On the bandit's list of “visiting places” were three service stations and a theater, which he held up at gunpoint between 6:45 and 9:12 p.m.
Major suspect in the series of crimes, which police are confident were committed by one man with possible help of an accomplice in the theater job, is a man who recently applied for a taxi driver's license and who was reported as missing by his wife shortly after the series of holdups began.
Taking description of the man, police at headquarters noted it tallied closely with that given by victims of the robber, and a photograph on the license application was identified Friday by two of the victims.
The search for the bandit took on a larger scope Friday when Ogden police reported seeing a 1941 model green cope, answering the description of one believed to be used by the bandit, heading north towards Brigham City.
Ogden police, who had only the first report, radioed back to Salt Lake City for additional information, but by the time it was received the suspected car could not be located.
Other information received by police indicated the suspect may be headed for California, driving a light green coupe with California license plates.
First place to be visited by the gunman was the Utah Oil Co. service station at 21st South and State sts., where Leon Daley, 18, 1970-3rd East, was pushed into a rest room while the gunman rifled the cash register of about $100.

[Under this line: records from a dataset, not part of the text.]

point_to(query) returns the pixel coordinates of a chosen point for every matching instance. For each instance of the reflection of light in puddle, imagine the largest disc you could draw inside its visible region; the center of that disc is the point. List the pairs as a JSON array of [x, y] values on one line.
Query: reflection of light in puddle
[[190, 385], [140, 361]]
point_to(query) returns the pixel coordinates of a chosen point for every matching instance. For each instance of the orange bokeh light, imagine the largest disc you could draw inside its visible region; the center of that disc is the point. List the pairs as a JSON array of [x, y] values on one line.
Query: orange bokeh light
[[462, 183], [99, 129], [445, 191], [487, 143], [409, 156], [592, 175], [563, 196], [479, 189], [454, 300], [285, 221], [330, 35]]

Leaving the service station, the robber fled east on 21st South, but Fred L. Young, South Salt Lake deputy marshal, who was only a block away in a radio car when word of the robbery was given, was unable to find the bandit in that vicinity.
While police were still investigating the first holdup, the gunman struck again, at 8:15 p.m., this time at the Apollo theater, 3605 S. State, where he ordered Gladys Siouris, 18, daughter of Mrs. Alice Siouris, 3579 S. State, to turn over theater receipts totaling about $70.

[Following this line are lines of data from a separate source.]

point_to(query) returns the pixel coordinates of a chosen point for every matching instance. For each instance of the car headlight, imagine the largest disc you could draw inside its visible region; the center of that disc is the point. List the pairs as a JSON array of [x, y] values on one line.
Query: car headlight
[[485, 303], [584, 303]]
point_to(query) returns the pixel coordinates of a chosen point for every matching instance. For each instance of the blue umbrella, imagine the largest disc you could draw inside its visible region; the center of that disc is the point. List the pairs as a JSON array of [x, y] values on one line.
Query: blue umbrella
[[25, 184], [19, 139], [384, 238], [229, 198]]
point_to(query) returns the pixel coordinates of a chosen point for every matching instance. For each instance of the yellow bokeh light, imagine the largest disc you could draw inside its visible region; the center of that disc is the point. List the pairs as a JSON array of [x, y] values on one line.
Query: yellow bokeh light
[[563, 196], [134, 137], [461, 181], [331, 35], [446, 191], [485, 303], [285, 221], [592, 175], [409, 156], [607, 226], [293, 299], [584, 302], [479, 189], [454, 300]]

Miss Siouris told police the gunman left in a car, and police theorized the get-away machine may have been operated by an accomplice.

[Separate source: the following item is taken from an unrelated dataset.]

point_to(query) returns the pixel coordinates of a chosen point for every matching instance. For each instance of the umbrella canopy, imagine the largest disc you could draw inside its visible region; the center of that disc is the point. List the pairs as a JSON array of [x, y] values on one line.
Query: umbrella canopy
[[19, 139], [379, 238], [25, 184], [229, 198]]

A scant 15 minutes later, the bandit put in a third appearance, entering a service station at 1504 S. State, where Rondal Wigginton, 16, 3652 - 2nd East, was studying his school lessons in front of the cash register.
Drawing a gun, described as a 25-caliber automatic, the bandit rifled the cash register of $40, demanded the victims' wallet, and then, appearing nervous and undecided as what to do, pushed young Wigginton into the rest room, ordering him to stay there. The youth, however, kept the door ajar and it was he who gave the police their first good description of the gunman.
With all available police and county peace officers alerted following the three robberies, the daring gunman next shifted his activities closer to the center of town, with a holdup of the Standard service station at 501 E. 4th South.
Here, Max L. Housekeeper, 699 Milton ave., attendant, reported the holdup man took between $20 and $25 from the cash register, tried unsuccessfully to open the station safe, and fled north after telling Mr. Housekeeper to “skip it.”
Mr. Housekeeper, whose description of the bandit tallied with that of the other victims, told police a “revolver” was used to threaten him, but police believe this description may have been a misunderstanding as to the nomenclature of the weapon.
Police, after questioning the four victims, issued the following description of the bandit:
A man between 28 and 30 years of age, about 6 feet 2 inches in height, of slender build and weighing about 160 lbs. He was wearing a tan gabardine overcoat, beige trousers, brown shoes and a light hat. He was clean shaven, had black eyebrows, brown eyes and a prominent nose.